10.7.09

Obszöne Geste

Michael Jackson streicht sich zwischen den Beinen. Was will er zeigen? Dass er sein Geschlechtsteil gerne hat, auf es aufmerksam machen will? Will er sexuelle Tabus brechen? Will er zeigen, dass er ein sexuelles Wesen ist? Ist es eine provokative Geste gegen die Infantilisierung seiner Person als Wunderkind? Will er sich von seiner Kindheit Kind absetzen? Ganz klar sein musikalischer Bruch zum Soul, Gospel und Rhythm & Blues seiner Kindheit?
Oder – wahrscheinlicher – ist es eine Geste, die etwas durch die Aufmerksamkeit der Fans real machen soll, was in der Selbstwahrnehmung gar nicht real ist. Irreal durch Schuldgefühle, unbewusste Selbsterfahrung eines zerstückelten und verunstalteten Körpers - klassische Kastrationsfantasie. Das Motiv des Exhibitionismus ist die Wiederzusammensetzung des kastrierten und verunstalteten Körpers durch das Auge des Beobachters. Etwa so: „Der andere sieht mich so, also bin ich so.“
Ebenso wie Michael Jackson de facto als Megastar bejubelt wird, aber sich gleichzeitig in seinen eigenen Augen als minderwertig fühlt, alles tut um sich zu perfektionieren, um am Ende bei der Verunstaltung anzukommen, von der er loskommen wollte.
1969 bei der Sprengung von Adornos Vorlesung – Krahl hatte sich zuvor im Abstraktionsgrad der freien Gegenrede über „Praxis“ als seinem Meister ebenbürtig erwiesen – zielte der Anführer der „Busenattacke“ – später gründete er ein Marktforschungsinstitut, das Reklamesprüche für Zigaretten- und Kaffeekonzerne entwarf – einem, der dagegen argumentierte, in dessen Weichteile, um von der Kastrationsangst zu reden, die man überwinden müsse und die der, der dümmlicherweise die Autorität Adornos verehre, immer noch habe.
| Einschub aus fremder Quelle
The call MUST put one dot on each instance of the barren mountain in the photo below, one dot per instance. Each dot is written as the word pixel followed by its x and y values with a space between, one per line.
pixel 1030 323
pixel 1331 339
Frei nach dem Mauermotto, an dem ich täglich vorbeiging: „Lest Wilhelm Reich und handelt danach.“ Also „handeln“ meinte, irgendwas tun, Sex oder Sprengung von Vorlesungen, und dann wird alles gut.
Der oberflächliche Aktionismus war freilich nicht mehr als Geste, die Dominanzverhältnisse demonstrieren wollte. Ein junger Bock zeigte seine sexuelle Überlegenheit gegenüber dem alten Bock. Die Frauen waren Opfer bei beiden. Eine bekehrte sich in die Lehranalyse, eine andere versank in Schuld- und Schamgefühlen. Am Lauf der Dinge hat es nichts geändert, war vielmehr Lauf der Dinge. Bei „Freuds Totem und Tabu“ tötet die homosexuell verschworene Bruderhorde den Vater, verspeist ihn und baut damit in sich das kulturelle notwendige Schuldgefühl auf.
Das sexuelle Argument hat innerhalb der Konkurrenzgesellschaft einen aggressiv demütigenden Charakter und hatte damals ganz und gar nichts mit Aufklärung oder Emanzipation zu tun. Jenseits von Beziehung, Diskurs, Verständigung, Gefühlsausdruck, Katharsis und Versöhnung.